Тут в вестибюль вошел таксист, объявив мой город. Я, очнувшись, откликнулся. Он ухватился за тележку с моим багажом и покатил ее к выходу. Загрузил мои вещи в багажник. Помог мне сесть в машину. Отвез тележку назад и вернулся. Сел за руль. Тронул плавно с места и повез меня прочь. У поворта он свернул вправо, так что газон с моим деревом остался в стороне.
– А... в ту сторону мы разве не  повернем? – не удержавшись, спросил я.
– А зачем? – спросил таксист, глядя на дорогу.
Я подумал и сказал:
– Правда... Незачем.
            Потом откинулся на спинку кресла, закрыл глаза и снова увидел перед собою этого странного, невыносимого человека, который, как я вдруг понял, открыл мне простую истину: если дерево не меньше человека, то ведь и человек не меньше дерева. Только наш парадоксальный мозг умеет вывернуть все наизнанку. И как часто люди, умеющие полюбить – но, видимо, не от всего сердца, а именно от того же парадоксального мозга – травинку, кустик, дерево, оказываются неспособны разглядеть и, опять же, полюбить тех, кто просто рядом с ними, но не растет, а сидит, стоит и ходит...
Я открыл глаза, но он снова стоял перед ними, почему-то еще сильнее отощавший, точно намеревался превратиться в скелет, в остов разбитого корабля или в древесный ствол без кроны; как будто сбросил с себя все, и ничего в нем не осталось, что бы привязывало его к жизни. Но я чувствовал, даже знал, что это не так, и жалел, что не нашел для него нужных слов, которые он, возможно, не захотел бы слушать или выслушал и усмехнулся, но которые все равно не ушли бы просто так, в никуда, а как всякое слово остались бы в мире.

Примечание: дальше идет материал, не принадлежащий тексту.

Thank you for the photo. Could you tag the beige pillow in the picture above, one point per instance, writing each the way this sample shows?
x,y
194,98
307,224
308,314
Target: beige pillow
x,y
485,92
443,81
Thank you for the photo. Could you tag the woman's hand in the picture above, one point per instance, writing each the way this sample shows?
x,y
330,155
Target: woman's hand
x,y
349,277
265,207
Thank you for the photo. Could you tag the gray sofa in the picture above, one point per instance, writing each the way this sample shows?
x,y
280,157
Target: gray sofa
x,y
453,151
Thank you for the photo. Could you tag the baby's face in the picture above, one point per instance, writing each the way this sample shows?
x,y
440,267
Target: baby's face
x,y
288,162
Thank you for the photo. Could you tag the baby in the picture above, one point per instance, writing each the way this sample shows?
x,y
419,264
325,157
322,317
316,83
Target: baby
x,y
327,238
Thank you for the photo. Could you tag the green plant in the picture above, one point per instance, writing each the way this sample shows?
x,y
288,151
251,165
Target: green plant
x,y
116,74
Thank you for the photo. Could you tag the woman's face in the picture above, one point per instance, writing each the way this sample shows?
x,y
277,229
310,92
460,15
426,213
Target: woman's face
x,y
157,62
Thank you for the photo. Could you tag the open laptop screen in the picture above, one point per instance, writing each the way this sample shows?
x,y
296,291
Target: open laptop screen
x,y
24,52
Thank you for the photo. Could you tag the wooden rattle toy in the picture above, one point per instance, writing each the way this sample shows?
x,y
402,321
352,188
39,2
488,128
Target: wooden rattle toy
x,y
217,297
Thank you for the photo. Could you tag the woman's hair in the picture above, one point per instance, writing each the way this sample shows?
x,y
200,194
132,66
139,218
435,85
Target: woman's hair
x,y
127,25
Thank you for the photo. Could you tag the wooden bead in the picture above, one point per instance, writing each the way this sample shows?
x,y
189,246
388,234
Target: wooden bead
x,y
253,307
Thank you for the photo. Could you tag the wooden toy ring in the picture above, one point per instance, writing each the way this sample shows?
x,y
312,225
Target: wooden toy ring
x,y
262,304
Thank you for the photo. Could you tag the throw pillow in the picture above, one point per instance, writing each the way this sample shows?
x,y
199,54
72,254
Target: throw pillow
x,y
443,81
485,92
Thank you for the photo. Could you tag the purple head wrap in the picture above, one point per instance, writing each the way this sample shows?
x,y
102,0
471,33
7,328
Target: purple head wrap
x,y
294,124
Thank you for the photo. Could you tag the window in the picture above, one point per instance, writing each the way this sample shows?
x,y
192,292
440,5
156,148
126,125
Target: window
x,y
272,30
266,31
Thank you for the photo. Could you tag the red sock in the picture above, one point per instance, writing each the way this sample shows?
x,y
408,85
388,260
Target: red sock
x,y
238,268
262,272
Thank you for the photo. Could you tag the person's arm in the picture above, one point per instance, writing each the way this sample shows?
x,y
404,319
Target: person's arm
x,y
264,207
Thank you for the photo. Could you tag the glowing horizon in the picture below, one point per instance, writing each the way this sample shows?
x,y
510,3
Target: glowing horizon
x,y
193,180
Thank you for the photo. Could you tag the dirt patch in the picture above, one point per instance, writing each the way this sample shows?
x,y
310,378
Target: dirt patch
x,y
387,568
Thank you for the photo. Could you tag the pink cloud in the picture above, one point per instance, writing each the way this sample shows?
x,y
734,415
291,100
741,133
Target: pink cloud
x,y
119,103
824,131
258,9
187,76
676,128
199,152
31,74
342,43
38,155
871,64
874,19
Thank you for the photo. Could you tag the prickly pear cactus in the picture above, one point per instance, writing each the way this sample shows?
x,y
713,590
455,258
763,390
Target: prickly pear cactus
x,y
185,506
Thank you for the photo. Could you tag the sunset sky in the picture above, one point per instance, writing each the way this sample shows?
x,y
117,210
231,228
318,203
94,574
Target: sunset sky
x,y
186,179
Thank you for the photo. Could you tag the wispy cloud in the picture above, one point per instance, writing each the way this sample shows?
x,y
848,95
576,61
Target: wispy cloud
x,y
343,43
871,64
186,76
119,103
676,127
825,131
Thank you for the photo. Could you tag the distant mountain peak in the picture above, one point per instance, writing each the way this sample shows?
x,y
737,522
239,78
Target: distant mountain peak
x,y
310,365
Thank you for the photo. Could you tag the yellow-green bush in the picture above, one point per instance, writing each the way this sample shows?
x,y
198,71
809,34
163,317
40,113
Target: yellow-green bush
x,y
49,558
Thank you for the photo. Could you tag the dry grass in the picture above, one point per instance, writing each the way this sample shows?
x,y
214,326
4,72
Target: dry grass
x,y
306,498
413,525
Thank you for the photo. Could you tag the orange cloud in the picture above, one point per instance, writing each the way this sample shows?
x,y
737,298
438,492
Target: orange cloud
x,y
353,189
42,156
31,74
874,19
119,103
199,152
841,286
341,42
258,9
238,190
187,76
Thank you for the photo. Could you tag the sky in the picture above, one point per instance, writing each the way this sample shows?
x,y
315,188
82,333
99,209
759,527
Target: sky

Я, наверное, сказал бы, что все мы оголяемся, что со всех нас срывает листву, но пока нас не повалил ветер или не срубил топор, пока корни наши упираются в землю и способны питаться ее соком, мы все равно обрастаем новыми чувствами, новыми радостями и новыми страданиями, которые привязывают нас к жизни.
Самое голое дерево с приходом весны начинает вдруг чувствовать какое-то неуемное, поющее течение жизни в каждой своей ветке, и эта сила набухает на нем готовой взорваться почкой, и из почки, полный желания, но не умеющий еще что-то сказать, высовывается листок, словно язычок из улыбающегося рта младенца. Листок преврашается в лист, лист в листву. И когда дерево обрастает, наконец, кроной, оно с нетерпением ожидает первого порыва ветра, чтобы зашелестеть и проговорить – наверное, слова благодарности всему миру и кому-то там наверху.